White Paper on the Role of Compliance Underscores Its Critical Investor Protection Function
Posted on Wednesday, March 13, 2013 at 1:06 PM

SIFMA (the Securities Industry and Financial Markets Association) has released its White Paper on the Role of Compliance.  Published internally in 2005, and released to the public recently, the white paper nonetheless contains pertinent and timely guidance for compliance departments at financial services firms.  Let’s examine the key points of SIFMA’s white paper.


                Compliance departments at firms are critical to the investor protection function.  The white paper states the critical importance of having a “well-staffed, experienced and adequately funded” compliance department.  That department also should coordinate with the firm’s legal department as well as the internal audit and risk management departments at the firm in order to order to “maintain an effective overall compliance program.”  According to the white paper, the compliance department should report to the firm’s general counsel, risk management or directly to the executive office.  Notwithstanding, the white paper observes that securities regulators are looking to compliance officials to act “proactively” to detect and prevent wrongdoing, and have “urged” compliance personnel to move beyond their traditional advisory roles.


                So what are the typical compliance functions?  According to SIFMA’s white paper, there are several.  Let’s highlight the more important ones.  First, compliance department personnel “provide regulatory and compliance advice to business and control units on an ongoing basis.”  According to the whitepaper, in essence that means that the compliance department must respond to questions and issues as they arise.  It also means that the compliance department must proactively keep business units of the firm apprised of regulatory developments and firm policy changes.


                Another important function is to assist firm management with the “development of policies, procedures and guidelines designed to facilitate compliance with applicable laws and regulations.”  Compliance also needs to disseminate compliance alerts and notices to firm business units.  Finally, compliance needs to work with business units to design policies and procedures that reflect new business products, services or trends.


                Third, monitoring and surveillance is a “critical ongoing” compliance department function.  What this involves, according to SIFMA, is a detailed review of business activities, as well as surveillance of business transactions as well as communications, to identify potential issues relating to, among other things, the handling of customer accounts, proprietary trading, employee/employee-related training and employee communications.  One particular aspect is the goal to help “identify, at their early stages patterns of improper behavior or activities, material or systematic weaknesses and potential product-related problems.”  Notably, compliance personnel (as well as business line management) should “escalate” red flags to senior compliance officers or the chief compliance officer of the firm, and if the response is perceived to be insufficient, then up through the chain of command including to senior management and/or the Board of Directors.

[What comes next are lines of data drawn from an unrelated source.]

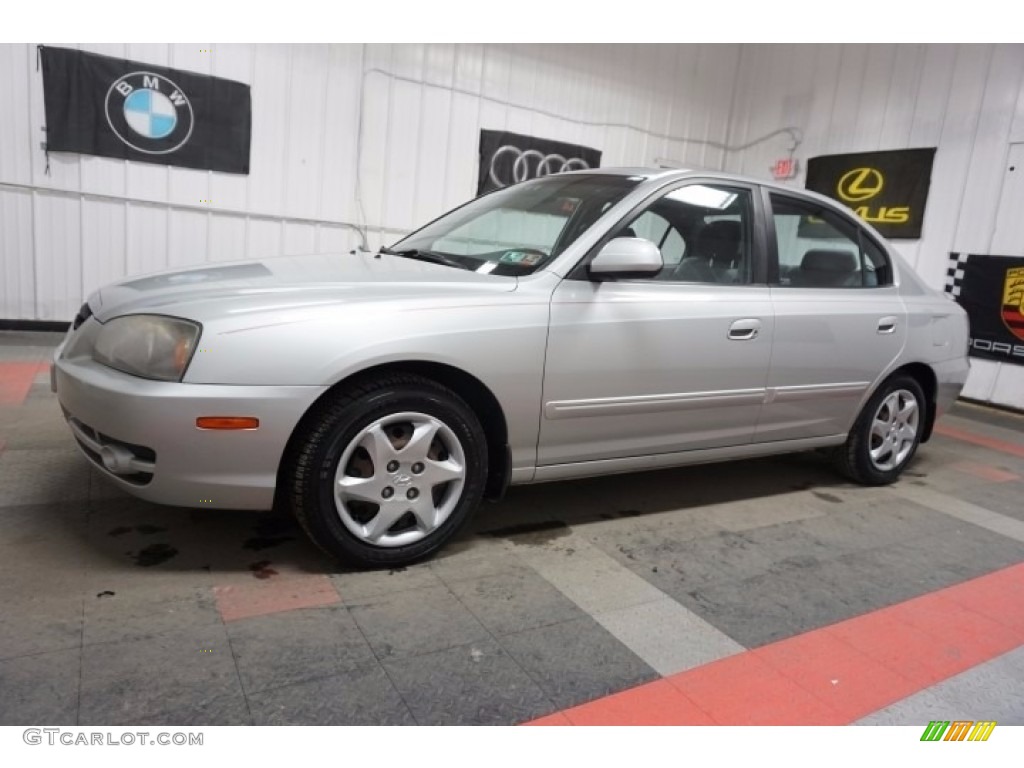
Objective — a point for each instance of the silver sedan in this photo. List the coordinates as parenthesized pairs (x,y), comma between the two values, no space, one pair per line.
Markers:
(577,325)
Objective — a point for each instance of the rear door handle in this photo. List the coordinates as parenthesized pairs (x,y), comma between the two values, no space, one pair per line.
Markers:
(744,330)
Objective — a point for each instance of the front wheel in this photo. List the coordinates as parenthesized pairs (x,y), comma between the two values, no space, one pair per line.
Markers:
(886,434)
(385,473)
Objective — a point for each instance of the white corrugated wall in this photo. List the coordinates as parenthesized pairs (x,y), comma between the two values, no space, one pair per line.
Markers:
(94,219)
(968,100)
(404,121)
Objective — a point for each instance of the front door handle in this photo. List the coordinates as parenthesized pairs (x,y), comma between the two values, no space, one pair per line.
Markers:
(744,330)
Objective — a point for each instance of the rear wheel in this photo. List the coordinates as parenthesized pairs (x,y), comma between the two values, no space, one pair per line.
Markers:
(385,473)
(886,434)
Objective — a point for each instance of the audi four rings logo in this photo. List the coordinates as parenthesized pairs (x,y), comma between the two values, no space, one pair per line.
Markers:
(859,184)
(528,164)
(148,113)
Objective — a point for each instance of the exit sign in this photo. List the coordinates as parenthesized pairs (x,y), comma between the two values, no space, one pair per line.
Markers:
(784,168)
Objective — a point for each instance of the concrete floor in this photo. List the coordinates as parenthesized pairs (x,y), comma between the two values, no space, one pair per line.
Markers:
(766,591)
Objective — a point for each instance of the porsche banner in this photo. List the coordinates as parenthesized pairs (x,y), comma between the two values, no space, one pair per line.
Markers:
(886,188)
(511,158)
(120,109)
(991,290)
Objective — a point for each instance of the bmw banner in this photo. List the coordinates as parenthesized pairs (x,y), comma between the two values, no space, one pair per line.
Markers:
(991,290)
(115,108)
(510,158)
(886,188)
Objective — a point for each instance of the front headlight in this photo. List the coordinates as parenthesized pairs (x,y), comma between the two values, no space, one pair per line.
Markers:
(151,346)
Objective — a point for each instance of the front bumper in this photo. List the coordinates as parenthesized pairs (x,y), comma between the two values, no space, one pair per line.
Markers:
(145,430)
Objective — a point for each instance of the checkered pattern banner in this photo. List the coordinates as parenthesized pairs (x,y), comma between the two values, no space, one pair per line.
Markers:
(135,111)
(954,273)
(991,290)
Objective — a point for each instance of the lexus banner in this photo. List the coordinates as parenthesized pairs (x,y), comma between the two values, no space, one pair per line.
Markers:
(991,290)
(886,188)
(119,109)
(510,158)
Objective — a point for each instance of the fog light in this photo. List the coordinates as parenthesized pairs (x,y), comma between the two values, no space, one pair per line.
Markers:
(116,459)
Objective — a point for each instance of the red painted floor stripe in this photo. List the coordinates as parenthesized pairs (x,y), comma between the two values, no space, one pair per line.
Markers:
(273,596)
(1014,449)
(984,471)
(16,380)
(837,674)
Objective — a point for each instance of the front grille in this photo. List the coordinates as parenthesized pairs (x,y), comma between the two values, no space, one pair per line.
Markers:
(83,314)
(136,463)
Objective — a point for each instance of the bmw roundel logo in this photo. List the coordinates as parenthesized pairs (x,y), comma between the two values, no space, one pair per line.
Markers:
(148,113)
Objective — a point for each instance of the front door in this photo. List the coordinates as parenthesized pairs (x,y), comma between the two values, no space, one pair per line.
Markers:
(671,363)
(839,321)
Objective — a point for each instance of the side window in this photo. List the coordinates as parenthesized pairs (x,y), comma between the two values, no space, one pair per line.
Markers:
(818,249)
(704,232)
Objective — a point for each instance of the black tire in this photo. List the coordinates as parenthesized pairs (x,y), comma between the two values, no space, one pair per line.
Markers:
(327,434)
(854,459)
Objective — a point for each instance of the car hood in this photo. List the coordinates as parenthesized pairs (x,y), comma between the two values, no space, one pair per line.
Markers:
(290,283)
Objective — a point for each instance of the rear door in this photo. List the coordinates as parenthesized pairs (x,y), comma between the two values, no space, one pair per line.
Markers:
(840,321)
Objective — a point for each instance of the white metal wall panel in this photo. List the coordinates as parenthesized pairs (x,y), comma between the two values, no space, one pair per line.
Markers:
(57,239)
(15,125)
(17,280)
(227,238)
(147,239)
(968,100)
(421,109)
(103,242)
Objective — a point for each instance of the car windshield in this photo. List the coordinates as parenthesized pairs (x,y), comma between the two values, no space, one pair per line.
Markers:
(518,229)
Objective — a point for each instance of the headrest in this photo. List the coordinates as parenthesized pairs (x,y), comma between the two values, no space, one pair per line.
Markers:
(822,260)
(720,242)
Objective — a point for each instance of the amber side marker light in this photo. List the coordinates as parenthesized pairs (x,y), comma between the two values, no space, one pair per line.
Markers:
(227,422)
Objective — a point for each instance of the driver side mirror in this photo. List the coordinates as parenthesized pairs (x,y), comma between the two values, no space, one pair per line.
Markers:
(627,257)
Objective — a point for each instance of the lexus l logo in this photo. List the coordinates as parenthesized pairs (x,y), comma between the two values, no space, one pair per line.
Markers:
(860,183)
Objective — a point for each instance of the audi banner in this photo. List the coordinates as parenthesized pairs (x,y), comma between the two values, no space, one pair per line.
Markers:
(886,188)
(115,108)
(510,158)
(991,290)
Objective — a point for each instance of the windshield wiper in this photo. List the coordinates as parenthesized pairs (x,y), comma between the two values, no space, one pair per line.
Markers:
(433,258)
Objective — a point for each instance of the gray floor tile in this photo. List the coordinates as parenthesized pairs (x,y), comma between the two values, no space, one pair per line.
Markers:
(364,696)
(421,621)
(227,710)
(668,636)
(577,662)
(38,624)
(40,689)
(43,476)
(296,646)
(514,601)
(476,684)
(357,587)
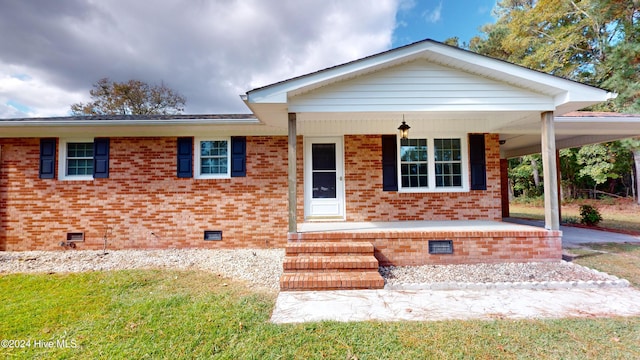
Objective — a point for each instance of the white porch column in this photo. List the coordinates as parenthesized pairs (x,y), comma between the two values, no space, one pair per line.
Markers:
(292,178)
(550,173)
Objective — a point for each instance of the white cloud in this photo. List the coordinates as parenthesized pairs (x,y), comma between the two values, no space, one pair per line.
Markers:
(210,51)
(434,15)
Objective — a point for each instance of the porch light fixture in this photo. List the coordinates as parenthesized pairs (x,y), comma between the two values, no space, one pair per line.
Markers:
(404,130)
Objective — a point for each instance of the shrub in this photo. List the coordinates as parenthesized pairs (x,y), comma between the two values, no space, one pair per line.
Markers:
(589,215)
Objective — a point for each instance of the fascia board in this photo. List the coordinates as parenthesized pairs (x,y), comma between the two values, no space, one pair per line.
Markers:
(108,123)
(279,92)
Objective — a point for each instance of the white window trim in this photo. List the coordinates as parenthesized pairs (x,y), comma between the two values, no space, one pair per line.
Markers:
(196,160)
(62,159)
(464,149)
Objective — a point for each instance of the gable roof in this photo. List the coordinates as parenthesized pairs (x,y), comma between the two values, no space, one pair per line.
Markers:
(569,95)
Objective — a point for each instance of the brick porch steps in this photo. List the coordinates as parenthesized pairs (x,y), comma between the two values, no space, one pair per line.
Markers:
(330,266)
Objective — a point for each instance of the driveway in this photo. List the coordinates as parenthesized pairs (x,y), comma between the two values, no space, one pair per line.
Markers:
(575,236)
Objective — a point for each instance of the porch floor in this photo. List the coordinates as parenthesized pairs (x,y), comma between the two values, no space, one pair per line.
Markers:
(413,226)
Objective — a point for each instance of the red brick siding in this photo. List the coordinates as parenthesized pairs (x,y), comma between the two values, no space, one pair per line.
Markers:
(411,248)
(143,195)
(365,200)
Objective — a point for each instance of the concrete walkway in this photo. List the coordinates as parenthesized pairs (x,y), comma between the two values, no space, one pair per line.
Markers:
(434,305)
(466,304)
(574,236)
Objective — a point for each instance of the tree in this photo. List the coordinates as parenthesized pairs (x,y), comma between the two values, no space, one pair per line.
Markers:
(133,97)
(597,163)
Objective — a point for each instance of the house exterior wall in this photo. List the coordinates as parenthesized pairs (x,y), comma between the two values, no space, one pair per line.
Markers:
(366,201)
(143,196)
(143,204)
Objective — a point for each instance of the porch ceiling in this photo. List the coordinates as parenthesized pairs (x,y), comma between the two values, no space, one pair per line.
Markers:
(572,130)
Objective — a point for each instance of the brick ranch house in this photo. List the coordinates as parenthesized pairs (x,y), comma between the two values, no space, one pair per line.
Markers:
(318,159)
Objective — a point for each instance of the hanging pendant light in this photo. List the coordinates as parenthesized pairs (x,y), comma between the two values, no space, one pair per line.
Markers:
(404,129)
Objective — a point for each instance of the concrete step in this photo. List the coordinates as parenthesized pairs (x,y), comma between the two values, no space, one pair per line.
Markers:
(328,248)
(331,280)
(305,262)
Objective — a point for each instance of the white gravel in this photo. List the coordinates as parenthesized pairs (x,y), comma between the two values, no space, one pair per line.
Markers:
(259,267)
(492,273)
(262,268)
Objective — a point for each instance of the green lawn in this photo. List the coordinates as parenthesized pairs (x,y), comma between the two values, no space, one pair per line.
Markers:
(617,215)
(196,314)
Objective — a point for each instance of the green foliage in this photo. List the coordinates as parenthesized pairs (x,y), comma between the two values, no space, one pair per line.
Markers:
(133,97)
(596,162)
(522,175)
(590,215)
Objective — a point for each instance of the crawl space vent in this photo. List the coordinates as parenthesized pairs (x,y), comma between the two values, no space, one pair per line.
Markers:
(440,247)
(75,236)
(212,235)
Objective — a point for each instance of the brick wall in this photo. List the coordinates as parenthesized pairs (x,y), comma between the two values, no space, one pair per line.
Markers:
(367,202)
(143,196)
(411,248)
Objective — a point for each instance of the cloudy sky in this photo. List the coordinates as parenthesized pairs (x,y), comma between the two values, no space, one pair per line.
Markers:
(210,51)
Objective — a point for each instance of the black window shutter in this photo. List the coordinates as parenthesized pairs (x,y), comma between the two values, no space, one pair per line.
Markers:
(47,158)
(238,156)
(389,163)
(185,157)
(477,162)
(101,158)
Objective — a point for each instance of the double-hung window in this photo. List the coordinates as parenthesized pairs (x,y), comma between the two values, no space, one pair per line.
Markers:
(79,159)
(433,164)
(83,159)
(76,159)
(213,158)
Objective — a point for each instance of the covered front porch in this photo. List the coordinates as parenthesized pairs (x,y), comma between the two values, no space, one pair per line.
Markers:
(437,194)
(411,243)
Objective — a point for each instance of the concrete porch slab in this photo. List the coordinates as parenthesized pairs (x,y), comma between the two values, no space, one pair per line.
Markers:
(414,226)
(436,305)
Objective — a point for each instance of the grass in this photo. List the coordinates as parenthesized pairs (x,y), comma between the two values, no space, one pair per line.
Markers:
(623,260)
(196,314)
(620,214)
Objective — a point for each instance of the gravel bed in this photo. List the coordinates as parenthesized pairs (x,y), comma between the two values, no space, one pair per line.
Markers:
(259,267)
(541,272)
(262,268)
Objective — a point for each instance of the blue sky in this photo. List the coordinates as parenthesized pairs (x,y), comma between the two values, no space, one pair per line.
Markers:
(209,51)
(441,19)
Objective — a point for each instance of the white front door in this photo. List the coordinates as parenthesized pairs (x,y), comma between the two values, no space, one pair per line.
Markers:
(323,178)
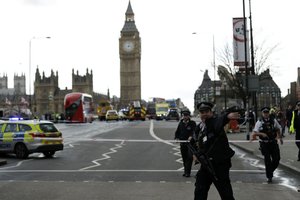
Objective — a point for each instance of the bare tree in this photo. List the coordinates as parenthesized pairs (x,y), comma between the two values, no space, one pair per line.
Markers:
(234,78)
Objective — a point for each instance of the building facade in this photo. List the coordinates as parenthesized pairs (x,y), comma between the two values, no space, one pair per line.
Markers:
(268,94)
(49,98)
(130,60)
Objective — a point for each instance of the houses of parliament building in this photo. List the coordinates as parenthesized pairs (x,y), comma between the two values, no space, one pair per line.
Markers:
(48,98)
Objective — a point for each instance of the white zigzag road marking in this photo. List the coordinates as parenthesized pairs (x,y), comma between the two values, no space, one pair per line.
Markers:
(105,156)
(176,147)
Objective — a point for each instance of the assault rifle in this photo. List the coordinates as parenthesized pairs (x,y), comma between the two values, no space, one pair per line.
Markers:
(238,109)
(204,160)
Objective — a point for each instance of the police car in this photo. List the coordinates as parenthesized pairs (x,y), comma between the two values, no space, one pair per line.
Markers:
(30,136)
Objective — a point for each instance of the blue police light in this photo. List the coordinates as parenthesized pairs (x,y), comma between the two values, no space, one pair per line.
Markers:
(15,118)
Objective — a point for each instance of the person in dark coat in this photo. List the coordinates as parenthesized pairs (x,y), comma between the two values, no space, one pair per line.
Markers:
(268,130)
(185,131)
(212,142)
(295,126)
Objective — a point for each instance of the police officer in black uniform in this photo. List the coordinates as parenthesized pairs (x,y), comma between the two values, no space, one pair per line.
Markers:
(185,131)
(268,130)
(212,142)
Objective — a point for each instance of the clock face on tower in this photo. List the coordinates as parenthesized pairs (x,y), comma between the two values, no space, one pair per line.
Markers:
(128,46)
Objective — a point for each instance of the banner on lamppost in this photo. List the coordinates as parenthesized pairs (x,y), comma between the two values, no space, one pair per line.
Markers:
(239,43)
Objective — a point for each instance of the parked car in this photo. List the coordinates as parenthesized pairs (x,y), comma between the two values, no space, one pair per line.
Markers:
(30,136)
(112,115)
(173,114)
(123,114)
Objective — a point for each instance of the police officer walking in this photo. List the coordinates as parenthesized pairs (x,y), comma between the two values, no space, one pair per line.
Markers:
(185,131)
(212,143)
(268,130)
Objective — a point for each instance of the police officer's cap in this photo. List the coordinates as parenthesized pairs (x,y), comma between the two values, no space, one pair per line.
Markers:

                A fourth function of the compliance department is to conduct business unit compliance reviews.  According to the white paper, those reviews must be proactive, designed to identify potential regulatory, compliance and reputational risks, and designed to minimize such risks.  Furthermore, the reviews should be documented and should be reported to management.  One type of compliance review is the annual branch office examination.  The white paper makes several recommendations in that regard, including that the examination be carried out by personnel independent of the examined branch.  Additionally, a “surprise” branch office examination may be appropriate under certain circumstances, “especially where the firm has some indication of inappropriate behavior or inadequate controls.”  Finally, SIFMA’s white paper states, “Firms must be vigorous about reviewing branch office activity, even if offices have only a few employees or are in remote locations.”


                Another important compliance function is to perform internal inquiries and investigations.  The focus normally is on whether a given activity or transaction has violated firm policies or procedures, laws, rules or regulations, or industry standards.  In conjunction with the legal department, a report normally is made to senior management and, if necessary, to the regulators.  In that regard, the white paper notes that the role of the compliance department is not to remediate wrongful conduct.  Nor does the compliance department have the power to fire or discipline personnel. 


                One more important compliance department function is to promote a “culture of compliance” within the firm.  Compliance must be viewed as a “crucial institutional value”, and business personnel must value the compliance department.  The “Tone from the Top” must allow for putting in place the people and systems necessary to achieve compliance.  The white paper states that, “This includes allocating sufficient resources to build effective compliance systems (including technology), creating incentive structures that reward compliant behavior (and penalizing behavior that sacrifices compliance principles), and giving compliance personnel regular and unfettered access to senior management.”


                As one can see, those compliance objectives and functions are as relevant today as they were in 2005.  Investors should be pleased that SIFMA has promoted and continues to promote a strong and effective compliance department function.